The National Weather Service has a flood watch in effect in until Friday morning for parts of south-central Wisconsin, east-central Wisconsin and southeast Wisconsin, including Dane County and all surrounding counties, and flood warnings have been issued for counties to the west and north.
Rock Springs in Sauk County could be hit hard by flooding, with the Baraboo River expected to crest at 8 feet above flood stage by Saturday evening, which would flood the downtown area with 2 to 3 feet of water, the Weather Service said.
"Many rivers are expected to reach minor flood stage, but a few are forecast to reach moderate and even major flood stage," the Weather Service said.
Nationally, the powerful system was bringing or was forecast to bring blizzard conditions to the west and north of Wisconsin, and severe weather to the south.
The very wet conditions could be the cause for a sinkhole that developed overnight on the southbound side of Highway 213 in Orfordville, with traffic being detoured around the sinkhole until it can be repaired, state highway officials said.
Since the ground still has frost in it, snow melt and rain has nowhere else to go but storm drains and ditches.
"Low-land flooding is likely, due to overflowing ditches from snow melt in the fields and marshes, and urban flooding is a concern due to storm drains blocked from ice and debris," the flood watch bulletin said.
Above normal temperatures are forecast in the Madison area Wednesday and Thursday, with highs reaching 49 and 60 and the overnight low only dropping to 46.
Showers are likely between 8 a.m. and 2 p.m. Wednesday, with patchy fog possible before 3 p.m.
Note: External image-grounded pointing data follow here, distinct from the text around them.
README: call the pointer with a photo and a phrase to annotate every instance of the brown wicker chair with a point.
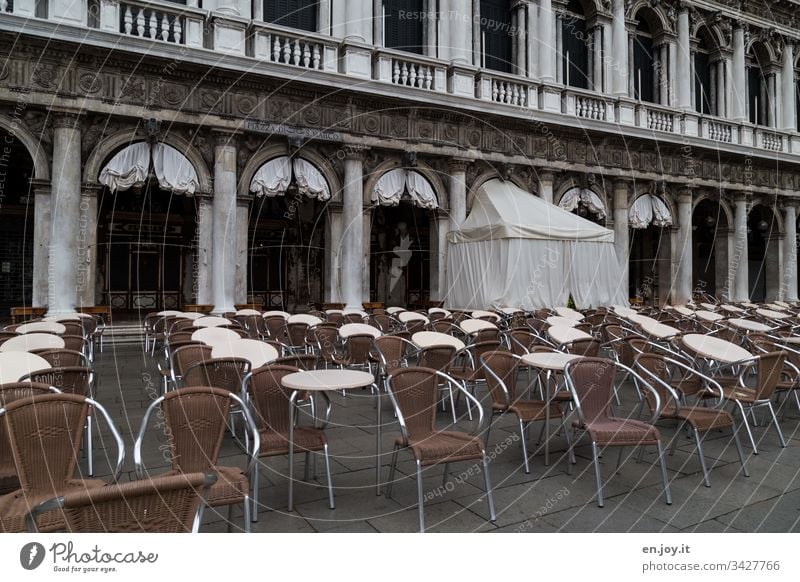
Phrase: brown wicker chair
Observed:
(167, 504)
(414, 394)
(501, 370)
(591, 382)
(270, 400)
(9, 393)
(63, 357)
(44, 433)
(195, 420)
(661, 373)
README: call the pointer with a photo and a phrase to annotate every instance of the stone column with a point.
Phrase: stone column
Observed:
(682, 292)
(789, 286)
(225, 242)
(242, 228)
(353, 229)
(547, 41)
(458, 193)
(789, 121)
(546, 180)
(65, 208)
(739, 88)
(201, 271)
(41, 241)
(685, 81)
(87, 246)
(619, 48)
(741, 287)
(621, 233)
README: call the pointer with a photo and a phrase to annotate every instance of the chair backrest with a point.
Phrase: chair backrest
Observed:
(299, 361)
(502, 373)
(591, 381)
(68, 379)
(415, 392)
(770, 367)
(63, 357)
(196, 418)
(270, 399)
(165, 504)
(44, 434)
(436, 357)
(392, 350)
(225, 373)
(184, 357)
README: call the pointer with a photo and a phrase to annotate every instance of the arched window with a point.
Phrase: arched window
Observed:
(575, 46)
(301, 14)
(497, 35)
(644, 61)
(760, 86)
(402, 29)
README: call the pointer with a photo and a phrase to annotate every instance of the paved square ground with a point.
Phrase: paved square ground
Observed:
(547, 499)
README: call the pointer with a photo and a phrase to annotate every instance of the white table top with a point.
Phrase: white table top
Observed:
(254, 351)
(32, 341)
(708, 315)
(15, 365)
(769, 313)
(549, 360)
(41, 327)
(211, 321)
(659, 330)
(475, 325)
(406, 316)
(426, 339)
(322, 380)
(715, 348)
(248, 312)
(282, 314)
(349, 329)
(563, 334)
(215, 335)
(559, 320)
(483, 313)
(569, 313)
(192, 315)
(304, 318)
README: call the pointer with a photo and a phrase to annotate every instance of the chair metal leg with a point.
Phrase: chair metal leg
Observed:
(699, 442)
(776, 425)
(392, 466)
(739, 450)
(596, 457)
(328, 475)
(419, 498)
(488, 481)
(522, 435)
(663, 462)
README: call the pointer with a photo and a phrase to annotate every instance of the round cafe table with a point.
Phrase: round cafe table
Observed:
(427, 339)
(749, 325)
(714, 348)
(32, 341)
(349, 329)
(324, 381)
(15, 365)
(551, 363)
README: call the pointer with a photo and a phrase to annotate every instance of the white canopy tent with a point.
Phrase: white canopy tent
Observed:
(517, 250)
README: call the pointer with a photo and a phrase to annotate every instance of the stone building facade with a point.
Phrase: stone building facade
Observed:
(673, 123)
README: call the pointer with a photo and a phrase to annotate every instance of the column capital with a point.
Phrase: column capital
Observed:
(67, 120)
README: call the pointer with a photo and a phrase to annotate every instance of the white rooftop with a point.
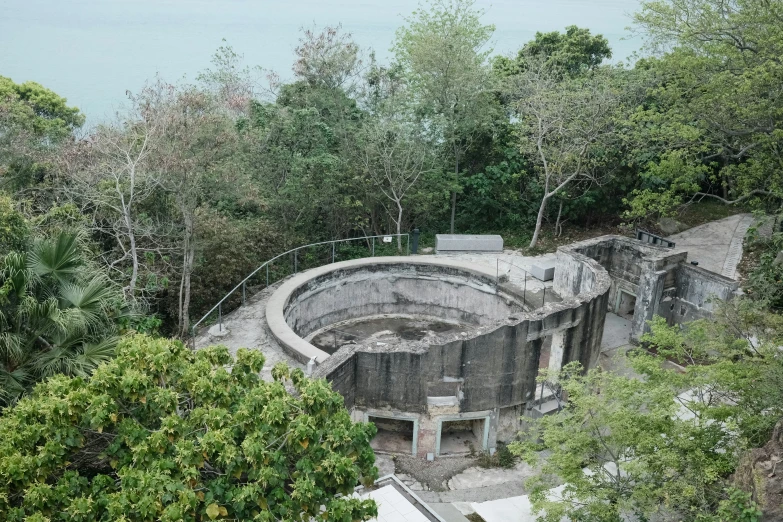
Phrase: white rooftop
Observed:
(393, 506)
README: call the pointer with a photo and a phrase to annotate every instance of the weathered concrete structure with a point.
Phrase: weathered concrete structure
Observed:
(649, 280)
(468, 386)
(477, 383)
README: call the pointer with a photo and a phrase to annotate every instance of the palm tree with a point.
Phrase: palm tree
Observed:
(56, 315)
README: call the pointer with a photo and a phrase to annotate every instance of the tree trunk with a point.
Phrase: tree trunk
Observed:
(539, 220)
(399, 220)
(454, 193)
(558, 230)
(188, 256)
(133, 252)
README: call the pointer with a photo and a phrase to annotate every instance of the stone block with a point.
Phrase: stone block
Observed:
(543, 270)
(468, 243)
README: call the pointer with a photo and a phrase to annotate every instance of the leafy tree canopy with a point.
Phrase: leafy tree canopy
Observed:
(163, 433)
(573, 52)
(38, 109)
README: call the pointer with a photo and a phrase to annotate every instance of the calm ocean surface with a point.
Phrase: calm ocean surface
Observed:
(92, 51)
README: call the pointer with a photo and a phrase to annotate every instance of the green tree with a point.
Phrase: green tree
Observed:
(57, 315)
(717, 107)
(443, 50)
(574, 52)
(663, 442)
(33, 121)
(566, 127)
(163, 433)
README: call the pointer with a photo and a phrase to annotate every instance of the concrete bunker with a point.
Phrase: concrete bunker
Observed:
(396, 434)
(649, 280)
(443, 392)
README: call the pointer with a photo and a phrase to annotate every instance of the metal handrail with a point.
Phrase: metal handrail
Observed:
(243, 283)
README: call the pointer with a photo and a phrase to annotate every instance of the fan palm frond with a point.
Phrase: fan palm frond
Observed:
(90, 298)
(60, 258)
(13, 384)
(11, 347)
(15, 274)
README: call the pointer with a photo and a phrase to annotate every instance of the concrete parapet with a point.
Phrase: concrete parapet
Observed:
(487, 370)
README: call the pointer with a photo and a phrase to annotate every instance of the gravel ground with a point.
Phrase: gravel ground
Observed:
(436, 474)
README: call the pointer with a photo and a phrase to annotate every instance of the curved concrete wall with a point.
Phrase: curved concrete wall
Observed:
(366, 289)
(441, 288)
(488, 372)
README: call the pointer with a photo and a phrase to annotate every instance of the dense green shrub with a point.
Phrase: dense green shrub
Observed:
(163, 433)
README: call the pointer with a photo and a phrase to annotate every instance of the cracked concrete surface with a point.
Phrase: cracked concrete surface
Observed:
(717, 245)
(247, 325)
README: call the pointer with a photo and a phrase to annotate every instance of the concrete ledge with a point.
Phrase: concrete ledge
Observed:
(468, 243)
(302, 350)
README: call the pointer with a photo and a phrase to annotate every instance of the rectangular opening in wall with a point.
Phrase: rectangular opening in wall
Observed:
(394, 435)
(461, 437)
(626, 303)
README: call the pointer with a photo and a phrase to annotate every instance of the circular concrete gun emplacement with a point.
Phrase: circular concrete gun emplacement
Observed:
(441, 355)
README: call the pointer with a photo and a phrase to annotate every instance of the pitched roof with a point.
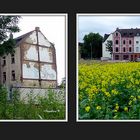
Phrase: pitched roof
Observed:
(105, 37)
(129, 32)
(22, 37)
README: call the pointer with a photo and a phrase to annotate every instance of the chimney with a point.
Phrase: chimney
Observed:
(37, 28)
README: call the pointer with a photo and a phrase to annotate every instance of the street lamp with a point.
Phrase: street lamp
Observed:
(91, 50)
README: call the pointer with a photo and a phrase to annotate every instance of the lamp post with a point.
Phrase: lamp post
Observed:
(91, 50)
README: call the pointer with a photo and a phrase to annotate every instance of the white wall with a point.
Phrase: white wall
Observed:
(106, 53)
(137, 38)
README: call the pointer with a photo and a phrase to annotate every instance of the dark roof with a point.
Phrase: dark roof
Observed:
(20, 38)
(105, 37)
(129, 32)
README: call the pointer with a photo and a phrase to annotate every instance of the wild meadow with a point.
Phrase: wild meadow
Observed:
(49, 108)
(109, 91)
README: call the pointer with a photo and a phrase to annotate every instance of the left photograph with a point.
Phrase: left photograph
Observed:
(33, 67)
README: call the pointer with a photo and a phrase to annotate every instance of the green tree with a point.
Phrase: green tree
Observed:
(8, 25)
(92, 46)
(109, 46)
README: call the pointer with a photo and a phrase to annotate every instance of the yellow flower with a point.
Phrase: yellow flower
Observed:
(130, 102)
(137, 82)
(138, 96)
(126, 109)
(98, 107)
(114, 91)
(115, 110)
(87, 108)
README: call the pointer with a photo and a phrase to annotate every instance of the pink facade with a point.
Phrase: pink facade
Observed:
(123, 47)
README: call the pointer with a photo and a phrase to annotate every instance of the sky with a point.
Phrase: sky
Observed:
(53, 26)
(105, 23)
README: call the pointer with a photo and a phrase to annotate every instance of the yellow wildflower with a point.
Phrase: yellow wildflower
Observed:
(98, 107)
(126, 109)
(87, 108)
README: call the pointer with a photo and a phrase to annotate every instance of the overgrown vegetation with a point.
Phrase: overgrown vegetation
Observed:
(46, 108)
(109, 91)
(8, 25)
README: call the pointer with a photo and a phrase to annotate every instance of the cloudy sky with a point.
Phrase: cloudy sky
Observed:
(103, 23)
(53, 26)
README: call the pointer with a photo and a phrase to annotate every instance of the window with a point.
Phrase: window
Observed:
(116, 41)
(124, 34)
(117, 49)
(123, 41)
(130, 49)
(123, 49)
(125, 57)
(12, 58)
(137, 49)
(50, 56)
(4, 77)
(13, 75)
(4, 60)
(116, 57)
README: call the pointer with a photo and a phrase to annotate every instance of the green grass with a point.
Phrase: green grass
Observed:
(47, 108)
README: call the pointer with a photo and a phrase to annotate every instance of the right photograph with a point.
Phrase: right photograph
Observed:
(108, 67)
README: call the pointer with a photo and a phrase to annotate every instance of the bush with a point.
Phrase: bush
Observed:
(109, 91)
(47, 108)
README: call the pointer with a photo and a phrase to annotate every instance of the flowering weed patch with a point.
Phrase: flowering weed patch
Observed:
(109, 91)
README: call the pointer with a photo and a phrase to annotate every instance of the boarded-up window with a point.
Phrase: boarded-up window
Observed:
(12, 58)
(42, 40)
(4, 60)
(47, 72)
(45, 54)
(30, 52)
(13, 77)
(30, 70)
(4, 77)
(32, 39)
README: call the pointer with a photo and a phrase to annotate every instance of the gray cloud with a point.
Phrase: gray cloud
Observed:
(105, 24)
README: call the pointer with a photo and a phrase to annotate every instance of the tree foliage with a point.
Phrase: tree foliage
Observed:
(8, 25)
(109, 46)
(92, 46)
Showers and a possible thunderstorm are likely at night, with some storms producing heavy rain.
The Thursday scenario is showers and a possible thunderstorm before 8 a.m., then showers and storms up to 2 p.m. and showers afterward.
We could see a quarter-inch of rain Wednesday and a half-inch Wednesday night, then less than a tenth of an inch on Thursday, unless thunderstorms develop and produce heavy rain.
Winds are also expected to be strong, gusting up to 30 mph Wednesday and 35 mph Wednesday night.
Fog could also be a problem thanks to the melting snow, with patchy dense fog possible Wednesday night into Thursday morning.
Cold air moves into the region Thursday night, and with it the chance for rain and snow overnight.
Highs will be closer to normal for the weekend.
The forecast calls for a high of 38 on Friday under cloudy skies, 37 and sun on Saturday and 40 and sun on Sunday.
Monday should be good with sun and 39, then there is a slight chance for rain on Tuesday with a high of 41.
Tuesday's high in Madison was 42, 1 degree above normal and 33 degrees below the record high of 75 for March 12, set in 1990.
The low of 15 was 8 degrees below normal and 22 degrees above the record low of 7 below for the date, set in 1948.
Two-hundredths of an inch of precipitation (rain plus snow converted to liquid) fell at the airport, bringing the March and meteorological spring (March through May) total up to 0.52 inches, 0.21 inches below normal.
The record precipitation total on March 12 was 0.81 inches in 1923, which came down as the record 12.9 inches of snow on that date.
Since Jan. 1, Madison has received 6.02 inches of precipitation, 2.61 inches above normal.
Madison has received 2.8 inches of snow in March and the spring, 0.5 inches below normal.
During the snow season from July 1 to June 30, Madison has received 54.3 inches of snow, 9.9 inches above normal.